Premesso che non comprendo l’Arte Pop, e se fossi stata io un’autorità comunale non avrei fatto esporre in una pubblica piazza la Venere degli stracci. 

La Venere è alquanto bruttina, non bella e manco tanto brutta da rientrare in una corrente artistica vicino allo “scomposto” Skopas, l’opposto del classico ed equilibrato Fidia. 

 

Qui in Campania, fece specie anche la statua restaurata della Spigolatrice di Sapri, considerata troppo spinta, al punto che qualcuno la paragonò a una prostituta. 

 

In questo caso l’atteggiamento sessista di una cultura atavica mi pare chiaro; quello, invece, della ostilità alla Venere degli stracci è un sessismo più sottile. 

 

Esprime, da parte dei più che criticano l’opera, una visione di divinità femminile che non deve essere profanata accostandola a degli stracci.  Erige la figura femminile di donna sul piano dell’irreale e ideale di una divinità, come solito gioco di sublimare per non riconoscere poi le donne in quanto carne e ossa.   

 

Veniamo a Milano e alla statua Dal latte materno veniamo che rappresenta una donna che allatta-Qui è ancora più evidente il rifiuto della differenza sessuale, nel rifiuto da parte maschile della propria origine, ossia dell’essere nato da donna. 

La motivazione del veto operato dalla Commissione competente, composta sia da membri del Comune che della Sovraintendenza e trascritta nel verbale, è che la scultura rappresenta “valori rispettabili, ma non universalmente condivisibili da tutti i cittadini”.  

 

Come se non fossimo tutti provenienti dal latte materno, con il latte operato come metafora.

Come se non fossimo tutti uomini e donne nati da donna.

Cose, queste, che seconde alla morte rappresentano le universali verità del mondo. 

 

È evidente, allora, che molti provano fastidio a pensarsi “nati da donne”. 

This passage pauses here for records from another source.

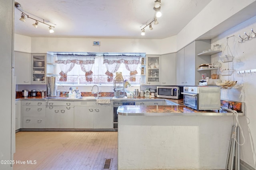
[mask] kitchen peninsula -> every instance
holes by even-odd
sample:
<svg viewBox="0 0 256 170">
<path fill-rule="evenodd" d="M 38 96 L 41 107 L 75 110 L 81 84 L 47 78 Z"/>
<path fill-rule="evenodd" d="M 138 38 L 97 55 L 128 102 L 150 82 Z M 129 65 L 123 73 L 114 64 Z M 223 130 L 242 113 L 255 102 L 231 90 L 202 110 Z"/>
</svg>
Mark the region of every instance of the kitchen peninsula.
<svg viewBox="0 0 256 170">
<path fill-rule="evenodd" d="M 117 111 L 118 170 L 225 169 L 233 113 L 182 105 Z"/>
</svg>

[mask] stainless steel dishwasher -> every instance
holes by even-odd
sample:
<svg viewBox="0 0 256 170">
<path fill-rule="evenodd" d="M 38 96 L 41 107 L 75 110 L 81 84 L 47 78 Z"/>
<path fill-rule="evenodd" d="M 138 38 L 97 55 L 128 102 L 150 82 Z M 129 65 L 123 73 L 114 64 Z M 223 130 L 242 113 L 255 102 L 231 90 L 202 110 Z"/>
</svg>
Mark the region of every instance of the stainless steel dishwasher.
<svg viewBox="0 0 256 170">
<path fill-rule="evenodd" d="M 113 102 L 114 107 L 114 124 L 113 130 L 114 131 L 117 131 L 118 127 L 118 114 L 117 109 L 120 106 L 123 105 L 135 105 L 135 101 L 114 101 Z"/>
</svg>

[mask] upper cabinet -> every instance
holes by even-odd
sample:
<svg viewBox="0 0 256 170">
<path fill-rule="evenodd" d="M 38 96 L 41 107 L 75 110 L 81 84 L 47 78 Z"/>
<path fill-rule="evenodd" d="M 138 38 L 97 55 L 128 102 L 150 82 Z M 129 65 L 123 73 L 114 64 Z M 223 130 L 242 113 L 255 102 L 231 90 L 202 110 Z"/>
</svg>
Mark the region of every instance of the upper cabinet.
<svg viewBox="0 0 256 170">
<path fill-rule="evenodd" d="M 165 54 L 161 56 L 160 85 L 176 85 L 176 53 Z"/>
<path fill-rule="evenodd" d="M 30 55 L 14 51 L 14 76 L 17 84 L 30 84 Z"/>
<path fill-rule="evenodd" d="M 196 86 L 202 79 L 202 74 L 210 77 L 210 70 L 199 72 L 198 67 L 211 63 L 210 57 L 198 54 L 211 48 L 210 40 L 196 40 L 177 53 L 176 84 L 178 86 Z"/>
<path fill-rule="evenodd" d="M 31 54 L 32 84 L 46 84 L 46 54 Z"/>
<path fill-rule="evenodd" d="M 146 56 L 146 85 L 158 85 L 160 84 L 160 55 Z"/>
</svg>

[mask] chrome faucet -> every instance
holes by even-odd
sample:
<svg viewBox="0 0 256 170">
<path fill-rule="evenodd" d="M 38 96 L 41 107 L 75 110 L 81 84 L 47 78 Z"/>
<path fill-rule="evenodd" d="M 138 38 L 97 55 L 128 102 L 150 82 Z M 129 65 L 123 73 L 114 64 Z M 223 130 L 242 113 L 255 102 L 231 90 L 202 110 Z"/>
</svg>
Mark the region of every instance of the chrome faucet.
<svg viewBox="0 0 256 170">
<path fill-rule="evenodd" d="M 92 92 L 92 90 L 93 89 L 93 88 L 96 86 L 96 87 L 97 87 L 97 88 L 98 89 L 98 91 L 97 92 L 92 92 L 92 93 L 93 94 L 97 94 L 97 97 L 98 98 L 99 96 L 101 96 L 101 95 L 99 94 L 99 87 L 98 87 L 98 86 L 97 86 L 96 85 L 94 85 L 92 87 L 92 89 L 91 90 L 91 92 Z"/>
</svg>

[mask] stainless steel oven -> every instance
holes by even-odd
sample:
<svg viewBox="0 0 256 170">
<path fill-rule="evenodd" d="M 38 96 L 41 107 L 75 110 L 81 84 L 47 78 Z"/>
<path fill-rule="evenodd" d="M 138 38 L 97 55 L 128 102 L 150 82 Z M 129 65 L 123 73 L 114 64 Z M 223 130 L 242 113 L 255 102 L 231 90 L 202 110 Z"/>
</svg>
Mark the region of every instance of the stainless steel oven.
<svg viewBox="0 0 256 170">
<path fill-rule="evenodd" d="M 199 110 L 220 109 L 220 88 L 217 87 L 184 87 L 184 105 Z"/>
<path fill-rule="evenodd" d="M 113 106 L 114 107 L 114 121 L 113 130 L 117 131 L 118 127 L 118 114 L 117 109 L 120 106 L 123 105 L 135 105 L 135 101 L 114 101 Z"/>
</svg>

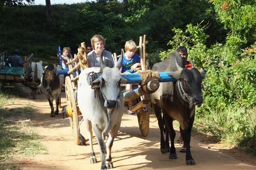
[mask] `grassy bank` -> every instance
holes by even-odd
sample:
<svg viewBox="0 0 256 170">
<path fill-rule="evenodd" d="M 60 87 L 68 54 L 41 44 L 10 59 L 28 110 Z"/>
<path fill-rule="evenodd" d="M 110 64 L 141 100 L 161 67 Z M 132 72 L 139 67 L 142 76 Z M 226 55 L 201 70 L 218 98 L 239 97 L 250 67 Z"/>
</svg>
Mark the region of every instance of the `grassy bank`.
<svg viewBox="0 0 256 170">
<path fill-rule="evenodd" d="M 18 169 L 12 159 L 35 155 L 45 150 L 38 142 L 40 137 L 31 126 L 33 108 L 25 106 L 6 108 L 17 102 L 16 96 L 0 92 L 0 169 Z"/>
</svg>

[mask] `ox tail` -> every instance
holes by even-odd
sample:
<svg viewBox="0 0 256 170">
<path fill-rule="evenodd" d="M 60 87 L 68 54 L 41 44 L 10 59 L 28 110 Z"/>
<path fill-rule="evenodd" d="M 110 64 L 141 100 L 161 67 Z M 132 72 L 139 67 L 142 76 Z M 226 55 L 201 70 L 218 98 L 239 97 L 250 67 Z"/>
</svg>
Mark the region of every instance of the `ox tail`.
<svg viewBox="0 0 256 170">
<path fill-rule="evenodd" d="M 105 136 L 108 137 L 108 132 L 109 132 L 110 130 L 110 125 L 111 125 L 111 117 L 110 117 L 111 116 L 111 115 L 110 113 L 108 113 L 107 111 L 107 124 L 106 125 L 106 126 L 105 126 L 105 128 L 104 129 L 104 130 L 103 130 L 102 133 L 103 135 L 105 135 Z"/>
<path fill-rule="evenodd" d="M 78 133 L 78 136 L 79 136 L 79 139 L 80 140 L 80 144 L 81 145 L 86 146 L 85 138 L 82 135 L 82 134 L 81 134 L 80 131 Z"/>
<path fill-rule="evenodd" d="M 35 91 L 40 88 L 40 87 L 41 87 L 41 85 L 42 84 L 40 84 L 39 85 L 38 85 L 36 87 L 32 87 L 32 86 L 30 85 L 28 87 L 30 89 L 31 89 L 33 91 Z"/>
</svg>

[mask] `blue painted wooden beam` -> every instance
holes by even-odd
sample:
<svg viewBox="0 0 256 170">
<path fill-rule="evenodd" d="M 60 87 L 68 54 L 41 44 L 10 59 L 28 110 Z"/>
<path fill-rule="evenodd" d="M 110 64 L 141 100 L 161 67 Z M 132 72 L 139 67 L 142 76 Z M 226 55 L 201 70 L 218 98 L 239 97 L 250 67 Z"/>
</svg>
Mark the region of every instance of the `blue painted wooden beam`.
<svg viewBox="0 0 256 170">
<path fill-rule="evenodd" d="M 168 75 L 168 73 L 170 72 L 159 72 L 159 78 L 158 81 L 159 82 L 169 82 L 171 81 L 176 81 L 177 80 Z M 127 84 L 135 84 L 140 83 L 141 82 L 140 79 L 140 76 L 138 73 L 122 74 L 122 76 L 127 80 Z M 100 76 L 97 76 L 97 78 Z"/>
</svg>

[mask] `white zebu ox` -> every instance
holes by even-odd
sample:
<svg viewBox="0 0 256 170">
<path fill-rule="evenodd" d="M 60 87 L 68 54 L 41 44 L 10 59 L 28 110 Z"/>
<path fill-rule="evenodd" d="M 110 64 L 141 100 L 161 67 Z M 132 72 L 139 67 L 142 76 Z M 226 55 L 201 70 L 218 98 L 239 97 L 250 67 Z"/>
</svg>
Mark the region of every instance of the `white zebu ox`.
<svg viewBox="0 0 256 170">
<path fill-rule="evenodd" d="M 87 82 L 87 76 L 92 71 L 99 71 L 99 68 L 87 69 L 83 71 L 79 76 L 77 102 L 84 118 L 90 141 L 90 162 L 91 163 L 97 162 L 92 147 L 92 129 L 99 145 L 102 170 L 113 167 L 111 149 L 114 138 L 120 128 L 123 114 L 124 96 L 120 85 L 125 84 L 126 80 L 121 76 L 119 72 L 123 63 L 123 54 L 122 51 L 121 62 L 116 67 L 113 68 L 106 66 L 101 56 L 100 69 L 102 73 L 91 85 Z M 98 89 L 96 93 L 95 89 Z M 101 96 L 103 98 L 102 100 L 105 100 L 103 104 L 97 94 L 100 91 L 99 93 L 102 94 Z M 107 136 L 109 132 L 109 135 L 105 144 L 102 134 Z"/>
</svg>

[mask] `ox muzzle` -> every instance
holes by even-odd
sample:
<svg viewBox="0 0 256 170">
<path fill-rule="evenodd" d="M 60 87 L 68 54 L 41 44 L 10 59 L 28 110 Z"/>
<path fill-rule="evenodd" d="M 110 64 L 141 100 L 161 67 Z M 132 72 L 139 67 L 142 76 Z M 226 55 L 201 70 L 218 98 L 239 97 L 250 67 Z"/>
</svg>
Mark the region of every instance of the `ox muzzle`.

Occultano la loro origine e, quindi, non vogliono che venga spiattellata in pubblica piazza. Suggeriscono di donarla (Ahi me!) a un istituto privato, un ospedale o addirittura a un istituto religioso, nonostante la statua non abbia alcun elemento che possa rimandare lontanamente a un’immagine sacra, se non fosse per il cognome dell’autrice Vera Omedeo che, per ironia della sorte, deriva dalla radice di homo e deus.  

 

Vengono in mente le parole di Irigaray, il quale giustamente afferma che l’unica rappresentazione del materno che il simbolico maschile sopporta, è quello rappresentato dalla Madonna con il bambino Gesù. 

 

Vi starete chiedendo, quale è la morale della favola, ossia dell’aforisma?

Ogni mondo è Paese, e troviamo NORD E SUD uniti nella lotta per l’occultamento della differenza sessuale.